Le premier, au ténor, est accompagné par son frère Don à la trompette, Richard Davis à la contrebasse et Milford Grave à la batterie ; dans la seconde équipe, Coleman à l’alto, Charles Moffet à la batterie, Charlie Haden et David Izenzon aux contrebasses. S’il existe des captations de chacune des prestations, que les deux sont justes cataclysmiques et portées par des hérauts de l’exploration sonore, celle du groupe d’Ayler m’a irréversiblement marqué – que cela ne vous retienne cependant pas d’aller écouter « Holiday for a graveyard » d’Ornette et son équipe. Cette musique de deuil, ce débordement de vitalité dans le funéraire où le cosmos entier lutte fut ma première rencontre avec ce musicien iconoclaste et joueur, mais aussi avec la pratique de l’ethnomusicologie et la force épistémo-esthétique de celle-ci.

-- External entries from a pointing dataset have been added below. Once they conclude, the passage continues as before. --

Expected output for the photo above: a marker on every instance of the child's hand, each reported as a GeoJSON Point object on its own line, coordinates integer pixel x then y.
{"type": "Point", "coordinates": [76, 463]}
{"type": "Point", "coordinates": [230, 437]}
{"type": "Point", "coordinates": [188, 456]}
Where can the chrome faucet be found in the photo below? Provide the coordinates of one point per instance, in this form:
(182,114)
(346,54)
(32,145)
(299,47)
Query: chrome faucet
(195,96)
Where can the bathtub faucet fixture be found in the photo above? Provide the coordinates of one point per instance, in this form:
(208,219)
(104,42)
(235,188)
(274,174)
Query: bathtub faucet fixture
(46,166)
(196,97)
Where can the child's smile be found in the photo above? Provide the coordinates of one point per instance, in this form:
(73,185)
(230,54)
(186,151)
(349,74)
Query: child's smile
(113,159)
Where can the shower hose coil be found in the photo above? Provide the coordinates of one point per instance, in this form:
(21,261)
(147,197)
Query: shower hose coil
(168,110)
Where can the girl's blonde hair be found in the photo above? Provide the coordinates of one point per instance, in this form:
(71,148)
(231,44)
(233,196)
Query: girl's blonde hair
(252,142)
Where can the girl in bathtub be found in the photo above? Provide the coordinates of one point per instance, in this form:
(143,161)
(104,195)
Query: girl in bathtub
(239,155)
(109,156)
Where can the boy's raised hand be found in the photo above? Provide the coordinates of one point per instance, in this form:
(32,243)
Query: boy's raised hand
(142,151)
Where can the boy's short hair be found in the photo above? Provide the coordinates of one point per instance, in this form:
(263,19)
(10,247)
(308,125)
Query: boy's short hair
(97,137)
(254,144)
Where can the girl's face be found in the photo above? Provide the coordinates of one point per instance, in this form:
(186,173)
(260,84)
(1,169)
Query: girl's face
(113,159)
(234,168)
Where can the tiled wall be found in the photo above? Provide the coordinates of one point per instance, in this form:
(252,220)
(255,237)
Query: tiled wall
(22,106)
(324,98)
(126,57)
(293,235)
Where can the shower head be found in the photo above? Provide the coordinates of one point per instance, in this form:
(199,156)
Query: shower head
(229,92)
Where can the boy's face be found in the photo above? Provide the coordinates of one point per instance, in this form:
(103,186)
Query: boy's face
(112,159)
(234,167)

Second essai consacré aux bootlegs, et déjà je triche : cet enregistrement n’est en effet pas le fruit d’une contrebande, il est en réalité un peu connu. Il figure d’ailleurs sur plusieurs compilations consacrées à Albert Ayler (sorties sur les labels ESP disk et Revenant) et sera même diffusé par la radio française trois mois après – la puissance du jazz d’avant-garde en France dans les années 60 me fout toujours sur le cul, même si c’était clairement pas partagé par tout le monde, et Ayler sera d’ailleurs bien sifflé et bousculé à Pleyel, en 1966. Quand bien même, il n’existe qu’une seule captation, un peu à l’arrache, de ces trois thèmes (« Love Cry », « Truth Is Marching In » et « Our Prayer ») fondus en un hymne liturgique défiant la mort ; et on ne sait pas (à ma connaissance) qui l’a enregistrée. Cela me suffit.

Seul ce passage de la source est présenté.